Point Three: Chris Peterson is right, and Kirk Herbstreit is wrong.
Chris Peterson, like almost every single PAC-12 coach, berated the late start times and off-night games that the PAC-12 has been forced into due to a miserably awful arrangement Larry Scott made with ESPN and Fox when it comes to their TV contract. Obviously, those complaints have fallen on deaf ears, as Larry Scott could give a crap less about what his coaches feel, as is the case with school presidents who continuously fail to back up their coaches. Kirk Herbstreit said on national TV this week that Peterson ought to not complain about it, but thank ESPN for the exposure. He is dead wrong. The PAC-12 has largely suffered under the conditions of this awful TV deal, and the bowl deal that they were backed into is even worse. Every other conference has largely benefited from the deal, getting plum daytime kickoffs, and just about any major bowl they want, while the PAC-12 gets stuck playing well after midnight on the east coast, loses exposure for their players, and has their second best team ending up in the Holiday or Alamo Bowls. Yeah, Herbie, the conference ought to thank you for that. What a loon.
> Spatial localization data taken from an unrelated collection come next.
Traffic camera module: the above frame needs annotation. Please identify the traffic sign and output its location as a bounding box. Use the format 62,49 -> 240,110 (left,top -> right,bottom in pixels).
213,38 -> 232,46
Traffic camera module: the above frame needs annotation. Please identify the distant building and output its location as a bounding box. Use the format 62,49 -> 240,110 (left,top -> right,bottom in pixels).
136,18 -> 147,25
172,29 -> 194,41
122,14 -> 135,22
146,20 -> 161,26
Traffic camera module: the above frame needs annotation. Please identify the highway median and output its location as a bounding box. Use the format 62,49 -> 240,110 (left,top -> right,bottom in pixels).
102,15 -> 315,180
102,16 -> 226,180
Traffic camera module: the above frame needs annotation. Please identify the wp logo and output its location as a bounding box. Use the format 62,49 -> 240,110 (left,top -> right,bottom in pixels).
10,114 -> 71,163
Point Four: Sam Boyd Stadium was flat for UNLV/San Diego State a week after shootings.
I was at Sam Boyd with my Wife last night to witness the UNLV vs. SDSU contest, and expected a lot more energy to get out and support the Rebels, if only for a distraction from the tragic events in this town last weekend. I was wrong. The crowd was flat as a pancake from the start, and the SDSu crowd, which was effectively as large as the UNLV crowd, basically slept their way through the night. It was a shocking turn for me, as I thought there would be some rally in the crowd to get behind the UNLV program, but the stadium was rife with empty seats (we had not a soul around us for several rows), and the energy level was the standard here, bored and careless.

Point Five: TCU is the last hope for the Big 12
Even after a game in which TCU struggled to get out of their own way for the most part, TCU is now the last living hope that the Big 12 has of landing a playoff team, and that hope is dim. TCU still has some major hurdles to get by, and if they trip up just once, the Bug 12 is out of the playoff again. If there is one league that gets shafted by this current arrangement of bowls as much as the PAC-12, it's the Big 12.
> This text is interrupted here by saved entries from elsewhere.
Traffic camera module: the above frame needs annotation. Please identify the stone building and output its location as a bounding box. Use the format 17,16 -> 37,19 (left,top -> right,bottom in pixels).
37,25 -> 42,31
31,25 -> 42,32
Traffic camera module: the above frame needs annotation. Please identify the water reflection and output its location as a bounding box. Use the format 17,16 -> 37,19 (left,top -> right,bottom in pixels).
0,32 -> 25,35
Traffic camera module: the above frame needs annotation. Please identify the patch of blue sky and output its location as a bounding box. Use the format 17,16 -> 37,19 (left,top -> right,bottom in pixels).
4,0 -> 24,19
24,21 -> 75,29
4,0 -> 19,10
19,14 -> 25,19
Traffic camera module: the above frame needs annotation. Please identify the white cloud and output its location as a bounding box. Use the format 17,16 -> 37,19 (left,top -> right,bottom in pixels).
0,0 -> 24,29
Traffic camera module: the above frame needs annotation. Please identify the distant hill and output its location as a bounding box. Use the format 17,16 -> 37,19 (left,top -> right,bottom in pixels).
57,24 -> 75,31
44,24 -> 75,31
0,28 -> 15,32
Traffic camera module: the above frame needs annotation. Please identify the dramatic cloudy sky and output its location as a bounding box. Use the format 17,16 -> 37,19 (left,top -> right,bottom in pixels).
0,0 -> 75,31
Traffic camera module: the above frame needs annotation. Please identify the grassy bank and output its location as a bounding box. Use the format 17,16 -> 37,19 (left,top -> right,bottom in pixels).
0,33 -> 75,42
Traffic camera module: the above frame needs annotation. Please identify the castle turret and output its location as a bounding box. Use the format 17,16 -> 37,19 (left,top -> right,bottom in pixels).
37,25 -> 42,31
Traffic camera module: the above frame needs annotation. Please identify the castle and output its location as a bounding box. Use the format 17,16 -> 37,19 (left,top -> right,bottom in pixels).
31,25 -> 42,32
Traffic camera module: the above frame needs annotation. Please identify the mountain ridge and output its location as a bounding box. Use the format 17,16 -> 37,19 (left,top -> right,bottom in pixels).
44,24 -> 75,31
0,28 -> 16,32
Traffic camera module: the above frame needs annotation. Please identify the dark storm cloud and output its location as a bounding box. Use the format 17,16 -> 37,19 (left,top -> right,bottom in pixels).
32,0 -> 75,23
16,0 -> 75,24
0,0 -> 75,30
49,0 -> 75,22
Point Six: It was a dark day in the Division 2 ranked teams.
Arkansas Tech, Humboldt State, Delta State, Sioux Falls, and Texas A&M-Commerce all fell yesterday, opening up some serious D2 playoff debates as to how things are going to fall in just over a month from now. There were several games between ranked opponents, and Sioux Falls and A&M Commerce were both top three teams in the national rankings. Expect some major shuffling of the deck this week, as Shippensburg, who was a top three PRS team out of the PSAC, also fell.

Point Seven: Gameday shafting of San Diego is telling in attitude towards G5.
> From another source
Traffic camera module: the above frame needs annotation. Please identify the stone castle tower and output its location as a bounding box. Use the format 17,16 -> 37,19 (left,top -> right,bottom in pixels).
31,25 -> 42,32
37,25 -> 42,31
The ESPN decision to visit an FCS school over visiting San Diego shows that the network, P5 conferences, just don't care about the Group of 5. I am going to be working on getting Mountain West Commish Craig Thompson on our podcast shortly, and this is something I have to grill him on. At what point, when ESPN would rather visit an FCS school rather than go to San Diego State, do the G5 commissioners finally understand how screwed they are, and make a hard choice to break free from the grips of major TV networks and go off on their own? It's time for the preemptive strike to happen. It's simple, the G5 programs are the patsies and slaves to the networks and P5 conferences, and it's time to end the tyranny.